Your site will disclose general statistics regarding its routine operation to the designated collection point in response to signed requests from the Reciprocal Net Coordinator. Such requests may be received on a regular basis. The statistics then are used by the Coordinator to publish whole-network utilization figures, track network growth, troubleshoot abnormal activity, and so forth. The statistics disclosed are:
· Total uptime and software version of recipnetd. These figures will not be published by the Coordinator in conjunction with any information that might identify your site.
· Total number of web app sessions, broken down by those in which users authenticated and those in which users did not. These figures will not be published by the Coordinator in conjunction with any information that might identify your site.
· Total number of “page views” on samples served via the web app, broken down by lab, and then broken down by visits to the Show Sample page versus visits to the Edit Sample page. These figures will not be published by the Coordinator in conjunction with any information that might identify your site or any lab at your site.
· Total combined size (in bytes) of all data files in the repository, along with the mean size of each data directory with figures broken down by lab. These figures will not be published by the Coordinator in conjunction with any information that might identify your site or any labs at your site.
· Total number of samples that have been released to the public, broken down by lab. This same information is already readily apparent to any unauthenticated user who browses Reciprocalnet.org; therefore, the Coordinator reserves the privilege of publishing this figure in conjunction with the name of your lab or site.
· Total number of messages exchanged with every other site in the Site Network, along with a list of each unique sequence number used. The actual contents of these messages are not disclosed. This information may facilitate debugging and troubleshooting. (The circumstances under which messages can be exchanged were described previously.) These figures will not be published by the Coordinator in conjunction with any information that might identify your site.
· Total number of OAI queries that were answered. Also a count of the total number of samples returned by those queries. These figures will not be published by the Coordinator in conjunction with any information that might identify your site.

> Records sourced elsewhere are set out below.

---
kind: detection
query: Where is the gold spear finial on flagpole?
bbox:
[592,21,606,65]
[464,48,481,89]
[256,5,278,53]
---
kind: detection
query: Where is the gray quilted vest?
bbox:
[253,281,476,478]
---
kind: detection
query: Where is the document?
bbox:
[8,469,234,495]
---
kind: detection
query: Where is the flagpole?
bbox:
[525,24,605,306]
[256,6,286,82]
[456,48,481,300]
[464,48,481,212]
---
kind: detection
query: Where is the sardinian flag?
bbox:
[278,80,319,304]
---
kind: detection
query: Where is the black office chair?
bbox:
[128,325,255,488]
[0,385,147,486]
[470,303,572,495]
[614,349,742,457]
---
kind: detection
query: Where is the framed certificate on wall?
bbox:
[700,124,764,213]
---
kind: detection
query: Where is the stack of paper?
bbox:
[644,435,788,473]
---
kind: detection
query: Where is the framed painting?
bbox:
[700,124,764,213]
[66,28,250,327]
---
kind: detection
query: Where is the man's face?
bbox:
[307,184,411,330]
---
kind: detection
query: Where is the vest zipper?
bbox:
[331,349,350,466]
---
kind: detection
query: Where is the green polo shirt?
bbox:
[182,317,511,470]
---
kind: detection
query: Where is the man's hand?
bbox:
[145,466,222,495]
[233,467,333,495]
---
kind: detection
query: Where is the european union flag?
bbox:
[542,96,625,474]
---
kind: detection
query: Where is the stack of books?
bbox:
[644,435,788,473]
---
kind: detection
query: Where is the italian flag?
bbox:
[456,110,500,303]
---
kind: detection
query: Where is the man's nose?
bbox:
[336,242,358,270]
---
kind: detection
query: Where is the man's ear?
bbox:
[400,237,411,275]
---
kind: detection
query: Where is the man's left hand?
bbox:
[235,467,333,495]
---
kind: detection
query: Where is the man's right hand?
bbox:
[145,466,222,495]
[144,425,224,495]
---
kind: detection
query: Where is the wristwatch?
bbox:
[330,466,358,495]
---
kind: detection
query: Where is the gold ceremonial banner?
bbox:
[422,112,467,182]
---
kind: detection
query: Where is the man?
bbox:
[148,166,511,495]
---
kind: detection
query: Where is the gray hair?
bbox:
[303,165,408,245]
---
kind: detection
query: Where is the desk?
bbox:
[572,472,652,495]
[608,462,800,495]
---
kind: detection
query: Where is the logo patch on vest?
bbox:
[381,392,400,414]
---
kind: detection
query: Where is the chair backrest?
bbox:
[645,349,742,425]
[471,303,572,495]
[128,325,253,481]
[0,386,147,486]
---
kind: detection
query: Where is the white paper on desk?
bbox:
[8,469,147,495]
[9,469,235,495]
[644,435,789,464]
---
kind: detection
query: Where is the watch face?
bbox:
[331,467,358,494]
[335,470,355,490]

· Total number of HTTP bulk file transfer requests that were accepted. Also a count of the total number of files and the total number of bytes that were transferred during those operations. These figures will not be published by the Coordinator in conjunction with any information that might identify your site.

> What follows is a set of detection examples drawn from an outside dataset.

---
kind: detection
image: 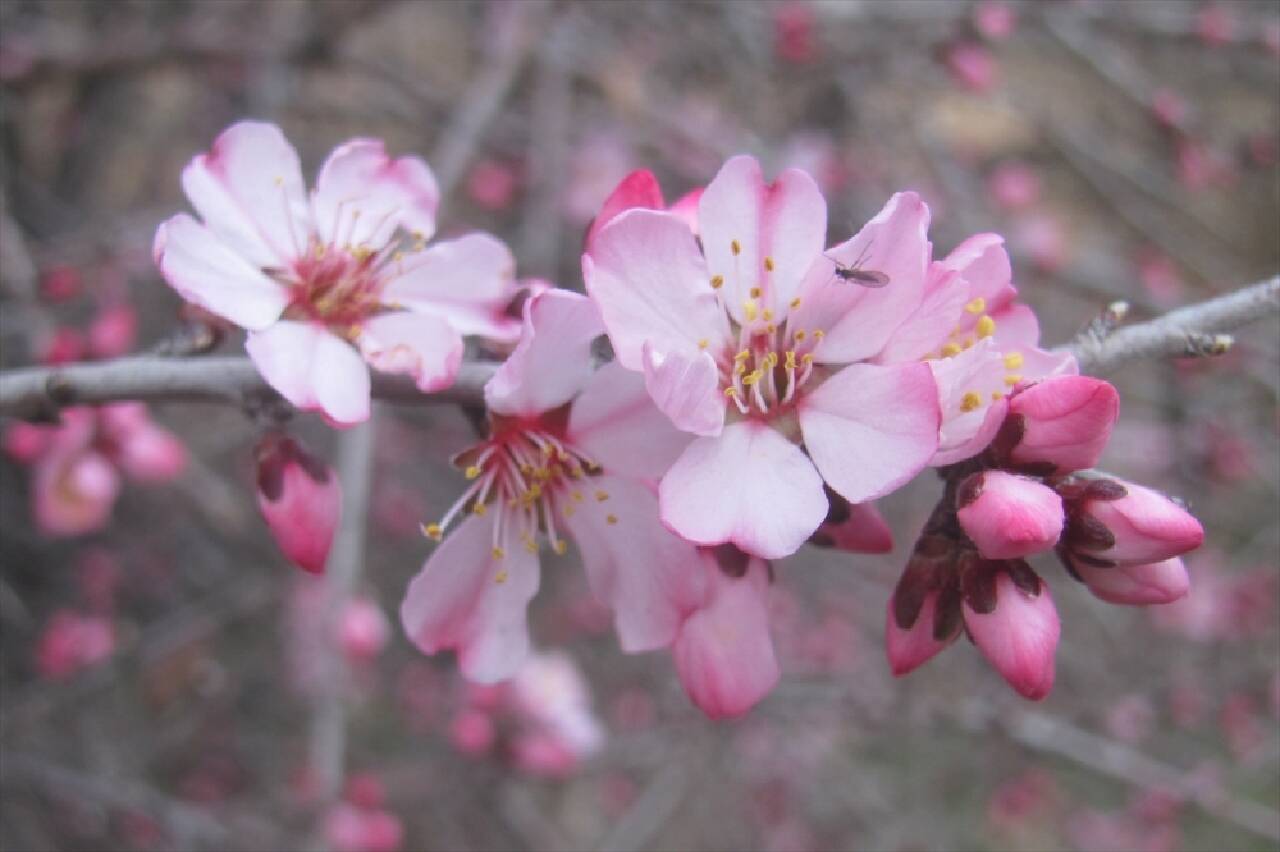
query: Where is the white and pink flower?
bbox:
[154,122,518,425]
[582,156,940,558]
[401,290,703,682]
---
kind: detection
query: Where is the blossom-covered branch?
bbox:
[0,356,497,418]
[1069,276,1280,375]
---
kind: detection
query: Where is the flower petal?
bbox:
[791,192,929,363]
[484,290,604,414]
[582,210,728,370]
[641,342,726,435]
[151,214,289,331]
[356,311,463,393]
[383,233,516,336]
[401,512,539,683]
[564,475,705,654]
[659,421,827,559]
[244,320,370,426]
[797,363,940,503]
[311,139,440,249]
[567,361,690,481]
[182,122,311,269]
[671,559,781,719]
[698,156,827,322]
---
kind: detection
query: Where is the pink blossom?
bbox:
[1006,376,1120,473]
[338,597,390,661]
[582,156,938,558]
[154,122,517,425]
[255,432,342,573]
[987,160,1041,211]
[956,471,1064,559]
[672,546,780,719]
[401,290,700,682]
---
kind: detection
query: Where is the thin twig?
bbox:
[1065,275,1280,375]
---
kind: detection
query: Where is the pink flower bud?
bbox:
[1068,481,1204,564]
[1071,556,1190,606]
[996,376,1120,473]
[956,471,1064,559]
[964,572,1061,701]
[256,434,342,573]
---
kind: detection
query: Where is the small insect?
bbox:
[826,243,888,289]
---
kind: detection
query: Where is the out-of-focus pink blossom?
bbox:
[956,471,1064,559]
[152,122,518,426]
[255,432,342,573]
[338,597,390,661]
[582,156,938,558]
[88,303,138,358]
[973,0,1018,41]
[773,0,818,65]
[36,609,115,679]
[987,160,1041,211]
[943,41,1000,95]
[1009,376,1120,473]
[1196,3,1238,47]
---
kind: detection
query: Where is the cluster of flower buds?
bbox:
[886,376,1204,700]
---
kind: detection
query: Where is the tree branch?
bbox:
[1064,275,1280,375]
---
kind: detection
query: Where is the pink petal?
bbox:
[672,559,781,719]
[582,210,728,370]
[484,290,604,416]
[698,156,827,322]
[641,342,726,436]
[791,192,929,363]
[584,169,667,253]
[567,361,690,481]
[659,421,827,559]
[1071,556,1190,606]
[182,122,311,269]
[876,264,969,363]
[311,139,440,249]
[797,363,938,503]
[152,214,289,331]
[356,311,462,393]
[401,512,539,683]
[564,475,705,654]
[956,471,1064,559]
[964,572,1061,701]
[244,320,370,426]
[884,592,954,678]
[383,233,516,336]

· In the future, the National Science Foundation (NSF) and/or the National Science Digital Library (NSDL) may request information about the Site Network’s utilization that requires recipnetd to collect additional and possibly more specific statistics, and the Coordinator in turn to collect them. Such additional data collection activity would be well-defined and will not track web app visitors from visit to visit, track authenticated human users except in the aggregate, track the sort of detailed HTTP information normally written to a “web server log” except in the aggregate, or track information about non-public samples except in the aggregate and only when contrasted with public samples at the same site.